Last night, I chaired my first Precinct Convention. We had three attendees--me, my husband, and a good neighbor, who's a loyal member of the Democratic Party.
The only problem was getting my packet from the election judge. She told me she didn't know what I was talking about, and sent one of her clerks to fumble around through all her boxes looking for what I wanted.
I told the clerk I needed the minutes and sign-in sheet. He tried to give me an Oath of Office form, but I told him that wasn't what I was looking for.
The election judge (who, by the way, is on my list of good Dems, got an invitation to my "Kickin' off 2006" party in February along with a follow-up phone call when she didn't RSVP) said she'd never heard of a Precinct Convention. She told me that she's been an election judge since 1969 and that no one has ever done anything like that. I reminded her that in 2004, the former precinct chair held the convention, and she attended it, because I remembered seeing her there. I reminded her that the former precinct chair moved away, and I'm the new precinct chair.
She asked me, "Who told you to have a precinct convention here?" I told her that I got the information from the Democratic Party, and that the precinct convention is always have it at the polling place.
As the clerk found the minutes and sign-in sheet, I heard her tell my husband, "You can't just call yourself a Precinct Chair..." and he told her she was right--you have to turn in paperwork & be sworn it, which I was.
The election judge told me that she always runs the meetings. ("Ok," I thought to myself, "Now we're getting somewhere. She's actually admitting that there's such a thing as a 'meeting.'") I told her that if she wanted to run the Precinct Convention, I would nominate her permanent chair and she could take the reins since I've never run the meeting before. She shook her head "no."
At 7:15, I invited her and the clerks to attend the Precinct Convention; the two clerks looked interested in doing it, but she told them she thought it was "illegal," so the three of them stayed away.

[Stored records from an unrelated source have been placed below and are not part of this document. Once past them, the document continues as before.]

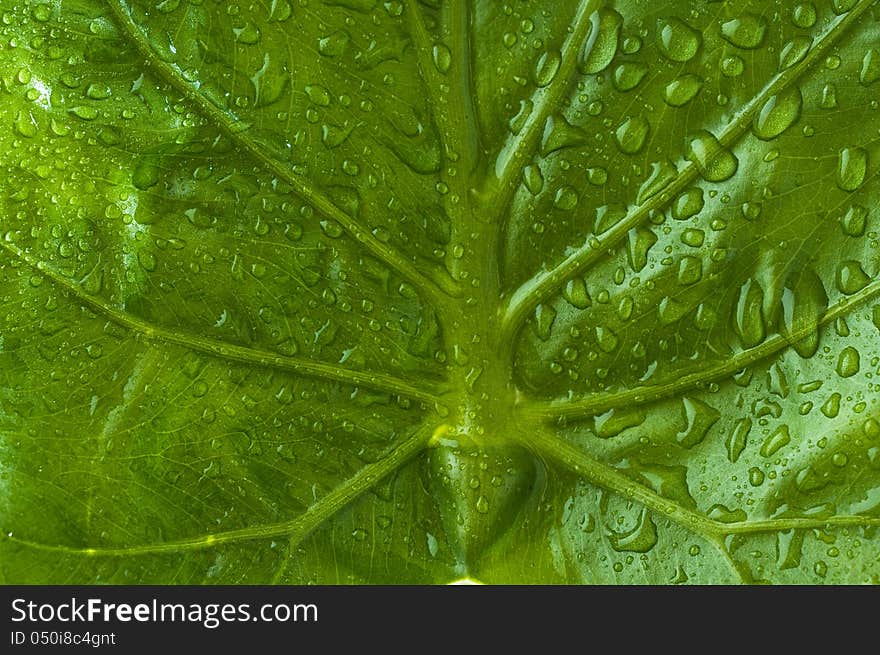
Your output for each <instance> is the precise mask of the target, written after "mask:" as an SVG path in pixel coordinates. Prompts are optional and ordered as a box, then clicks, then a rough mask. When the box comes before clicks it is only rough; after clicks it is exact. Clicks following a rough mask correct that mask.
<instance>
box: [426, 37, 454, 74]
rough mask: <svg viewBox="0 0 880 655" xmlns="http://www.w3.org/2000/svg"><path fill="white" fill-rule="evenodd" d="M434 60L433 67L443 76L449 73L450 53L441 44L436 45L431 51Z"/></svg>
mask: <svg viewBox="0 0 880 655" xmlns="http://www.w3.org/2000/svg"><path fill="white" fill-rule="evenodd" d="M431 55H432V56H433V58H434V66H436V68H437V70H438V71H440V72H441V73H443V74H444V75H445V74H446V73H447V72H449V68H450V66H452V51H451V50H450V49H449V48H448V47H446V45H445V44H443V43H438V44H437V45H435V46H434V48H433V50H432V51H431Z"/></svg>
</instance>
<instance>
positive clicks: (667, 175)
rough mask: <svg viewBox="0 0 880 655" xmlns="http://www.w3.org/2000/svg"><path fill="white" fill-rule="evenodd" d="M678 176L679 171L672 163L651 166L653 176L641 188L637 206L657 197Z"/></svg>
mask: <svg viewBox="0 0 880 655" xmlns="http://www.w3.org/2000/svg"><path fill="white" fill-rule="evenodd" d="M677 174H678V169H676V168H675V164H673V163H672V162H671V161H669V160H668V159H667V160H664V161H660V162H654V163H652V164H651V174H650V175H649V176H648V179H647V180H645V181H644V183H643V184H642V186H640V187H639V195H638V197H637V198H636V204H639V205H641V204H642V203H643V202H645V201H646V200H647V199H648V198H651V197H652V196H655V195H657V194H658V193H660V191H662V190H663V189H665V188H666V187H667V186H668V185H669V184H670V183H671V182H672V181H673V180H674V179H675V177H676V175H677Z"/></svg>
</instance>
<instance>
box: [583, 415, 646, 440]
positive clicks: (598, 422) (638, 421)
mask: <svg viewBox="0 0 880 655" xmlns="http://www.w3.org/2000/svg"><path fill="white" fill-rule="evenodd" d="M646 417H647V416H646V414H645V411H644V410H643V409H642V408H640V407H635V408H630V409H610V410H608V411H607V412H605V413H604V414H600V415H599V416H597V417H596V418H595V419H594V421H593V427H594V428H595V430H596V436H597V437H599V438H601V439H609V438H611V437H616V436H617V435H618V434H620V433H621V432H623V431H624V430H628V429H629V428H635V427H638V426H639V425H641V424H642V423H644V422H645V418H646Z"/></svg>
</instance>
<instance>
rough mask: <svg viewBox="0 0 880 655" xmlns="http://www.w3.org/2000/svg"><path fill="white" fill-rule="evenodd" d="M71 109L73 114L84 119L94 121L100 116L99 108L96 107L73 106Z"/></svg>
mask: <svg viewBox="0 0 880 655" xmlns="http://www.w3.org/2000/svg"><path fill="white" fill-rule="evenodd" d="M69 111H70V113H71V114H73V115H74V116H76V117H77V118H81V119H82V120H84V121H92V120H95V119H96V118H97V117H98V110H97V109H95V108H94V107H82V106H79V107H71V108H70V109H69Z"/></svg>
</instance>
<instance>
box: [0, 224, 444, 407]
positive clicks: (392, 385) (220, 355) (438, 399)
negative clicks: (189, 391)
mask: <svg viewBox="0 0 880 655" xmlns="http://www.w3.org/2000/svg"><path fill="white" fill-rule="evenodd" d="M0 248H2V249H3V250H6V251H7V252H9V253H11V254H13V255H14V256H15V257H17V258H18V259H20V260H22V261H23V262H25V263H26V264H27V265H28V266H31V267H33V268H35V269H36V270H38V271H39V272H40V273H41V274H42V275H43V276H45V277H47V278H49V279H50V280H52V281H53V282H54V283H55V284H57V285H58V286H60V287H62V288H63V289H65V290H67V291H68V292H70V293H71V294H72V295H73V296H74V297H75V298H76V299H77V300H79V301H80V302H82V303H83V304H84V305H86V306H88V307H89V308H90V309H91V310H92V311H94V312H96V313H97V314H100V315H101V316H105V317H107V318H108V319H110V320H111V321H113V322H114V323H116V324H117V325H121V326H122V327H124V328H127V329H129V330H131V331H132V332H135V333H136V334H140V335H143V337H145V338H146V339H149V340H153V341H161V342H164V343H170V344H175V345H178V346H183V347H185V348H189V349H191V350H195V351H198V352H203V353H206V354H208V355H212V356H214V357H218V358H220V359H225V360H231V361H237V362H242V363H244V364H251V365H256V366H264V367H268V368H274V369H278V370H283V371H290V372H292V373H297V374H300V375H306V376H309V377H314V378H319V379H322V380H330V381H332V382H341V383H343V384H351V385H355V386H364V387H367V388H371V389H378V390H380V391H387V392H389V393H394V394H399V395H401V396H405V397H409V398H415V399H418V400H422V401H425V402H427V403H436V402H439V398H438V397H437V396H436V395H435V394H433V393H430V392H428V391H425V390H424V389H421V388H419V387H416V386H414V385H412V384H410V383H409V382H406V381H405V380H402V379H400V378H397V377H394V376H393V375H387V374H384V373H368V372H361V371H355V370H352V369H348V368H343V367H337V366H334V365H332V364H325V363H322V362H314V361H309V360H307V359H305V358H301V357H291V356H287V355H279V354H278V353H273V352H269V351H265V350H259V349H256V348H248V347H246V346H236V345H232V344H228V343H225V342H223V341H219V340H217V339H210V338H207V337H202V336H199V335H195V334H187V333H185V332H180V331H177V330H170V329H168V328H163V327H160V326H157V325H153V324H151V323H148V322H147V321H144V320H143V319H140V318H138V317H136V316H133V315H131V314H129V313H127V312H125V311H123V310H121V309H119V308H117V307H113V306H112V305H110V304H109V303H108V302H107V301H106V300H105V299H103V298H99V297H97V296H93V295H91V294H88V293H86V292H85V290H83V289H82V287H80V286H79V285H77V284H76V283H74V282H72V281H71V280H69V279H68V278H66V277H64V276H63V275H60V274H59V273H57V272H56V271H53V270H52V269H51V268H50V267H49V266H47V265H46V264H44V263H43V262H38V261H34V260H33V259H32V258H31V257H30V256H29V255H27V254H26V253H25V252H24V251H22V250H21V249H20V248H19V247H18V246H16V245H14V244H13V243H10V242H9V241H0Z"/></svg>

The three of us, who attended the convention, passed seven resolutions, voted ourselves delegates to our Senatorial District Convention, and were done by 7:30. I turned in my paperwork to the party office today, and the guy who took my paperwork was impressed that we passed seven resolutions! Well, you know what they say--the world is run by those who show up.
In hindsight, I should have made more of an effort to contact the election judge ahead of time, but I really didn't think I had to. I met her at the 2004 precinct convention that she now denies the existence of, and she's got a great voting record. In February, when I called her house to see if she could come to my party, the phone was answered by a friendly relative who said she did get the invitation and would try to come. So I thought this election judge was "in the know" about what's going on in the Democratic Party. Guess not.
I'll have another party over the summer, and we'll probably go through all of this again in November.